Now that the story has forced the game underground, the developers will have more freedom in crafting visually-interesting environments, including lava and ice. In fact, most of the game will take place beneath the surface, and we can’t wait to see what Volition came up with.
As for gameplay, we’re mostly looking forward to the magnet gun. With this weapon, you fire magnets at two targets in succession, and then the first magnet pulls toward the second. You can use this to make enemies crash into each other, or to steer enemy vehicles into buildings.
Speaking of buildings, they will once again be completely destructible, and the sledgehammer will make a glorious and much-needed return. What’s more, some of the new enemies feed off of Earth’s structures, which gives you another reason to smash everything in sight to pieces (as if you needed one).
There will be updates in other areas as well. Not surprisingly, there will be a slew of new enemies to kill, most of which are aliens with a Dead Space vibe to them. The Creepers, for example, are a fairly weak enemy that spews venom and attacks in groups. The Ravagers are more nimble, jumping from place to place and attacking from a distance.
Weapons will be extensively upgradeable. The Nano Forge has been passed down through the family to Darius, and it will be even more powerful than it was last time around — it used to be a purely destructive force, but now it can be used to repair structures, including cover and bridges. The Singularity Bomb is now long-range, and a new Plasma Beam allows you to cut through enemies and structures with the precision of a laser. Also, there’s the Exo suit, which reminds us of a Super Mario invincibility star; it allows you to crash through enemies and structures, and has a gun attached to boot. There will also be a knockoff of Gears of War’s Horde mode that allows four players to fight endless waves of baddies.

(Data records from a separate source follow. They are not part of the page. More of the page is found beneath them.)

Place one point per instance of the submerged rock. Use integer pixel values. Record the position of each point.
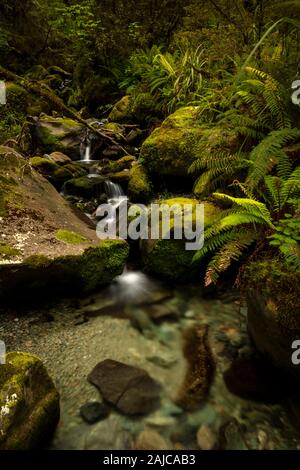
(94, 411)
(151, 440)
(29, 403)
(200, 370)
(108, 435)
(59, 134)
(206, 438)
(128, 388)
(49, 250)
(273, 312)
(85, 186)
(139, 189)
(60, 158)
(253, 378)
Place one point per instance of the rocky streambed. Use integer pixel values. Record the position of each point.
(195, 350)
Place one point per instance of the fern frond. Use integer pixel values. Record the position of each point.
(255, 208)
(264, 156)
(231, 251)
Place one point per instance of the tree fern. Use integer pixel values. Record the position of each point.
(268, 153)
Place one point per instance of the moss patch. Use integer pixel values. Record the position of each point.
(279, 287)
(29, 403)
(170, 258)
(139, 189)
(44, 165)
(7, 251)
(71, 238)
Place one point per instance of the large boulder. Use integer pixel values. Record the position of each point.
(172, 147)
(141, 108)
(273, 295)
(169, 258)
(47, 246)
(85, 186)
(29, 403)
(57, 173)
(129, 388)
(59, 134)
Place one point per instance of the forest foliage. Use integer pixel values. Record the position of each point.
(177, 53)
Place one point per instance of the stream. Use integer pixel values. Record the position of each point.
(72, 337)
(141, 322)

Also, the developers have promised a few treats to their longtime fans. While the game never explicitly says what the aliens were doing sealed in the cave, there will be enough hints that series devotees can figure it out.

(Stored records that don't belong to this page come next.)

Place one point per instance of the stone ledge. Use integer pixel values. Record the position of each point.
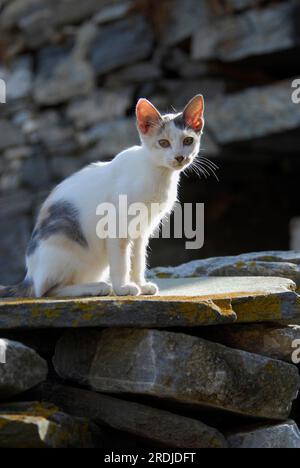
(206, 301)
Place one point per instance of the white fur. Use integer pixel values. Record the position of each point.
(146, 174)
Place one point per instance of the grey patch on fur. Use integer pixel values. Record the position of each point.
(180, 122)
(62, 219)
(24, 289)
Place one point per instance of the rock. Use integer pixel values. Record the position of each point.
(255, 32)
(62, 167)
(116, 312)
(52, 131)
(182, 303)
(180, 92)
(113, 12)
(153, 425)
(99, 107)
(285, 435)
(10, 135)
(23, 13)
(34, 165)
(272, 340)
(178, 367)
(122, 43)
(276, 264)
(19, 81)
(22, 370)
(15, 204)
(183, 19)
(135, 74)
(253, 113)
(110, 137)
(68, 79)
(41, 425)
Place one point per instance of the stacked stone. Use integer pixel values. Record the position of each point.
(210, 363)
(74, 70)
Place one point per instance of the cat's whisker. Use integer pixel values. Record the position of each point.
(209, 161)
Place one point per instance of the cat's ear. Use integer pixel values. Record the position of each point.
(147, 116)
(194, 113)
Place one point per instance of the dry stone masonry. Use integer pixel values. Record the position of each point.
(212, 362)
(74, 69)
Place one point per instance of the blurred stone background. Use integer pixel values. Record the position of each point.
(74, 70)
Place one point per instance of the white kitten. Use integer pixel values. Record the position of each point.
(66, 257)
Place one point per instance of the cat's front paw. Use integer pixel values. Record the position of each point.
(104, 289)
(149, 289)
(127, 290)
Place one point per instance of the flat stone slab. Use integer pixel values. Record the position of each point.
(154, 425)
(182, 303)
(279, 264)
(21, 368)
(41, 425)
(286, 435)
(177, 367)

One last interesting factoid: The years between Guerrilla and Armageddon will be filled in by a live-action TV movie on Syfy, which will air in May.
Red Faction has seen a lot more evolution than most other franchises do, and we respect Volition for continuing that tradition with Armageddon. We’re a little worried that the combination of alien enemies and a post-apocalyptic world might make this entry feel a little generic, but there are some interesting gameplay updates here, and we’re thrilled to be able to smash buildings with a sledgehammer once again. At any rate, Volition’s track record with Red Faction earns them the benefit of the doubt until the final product is available.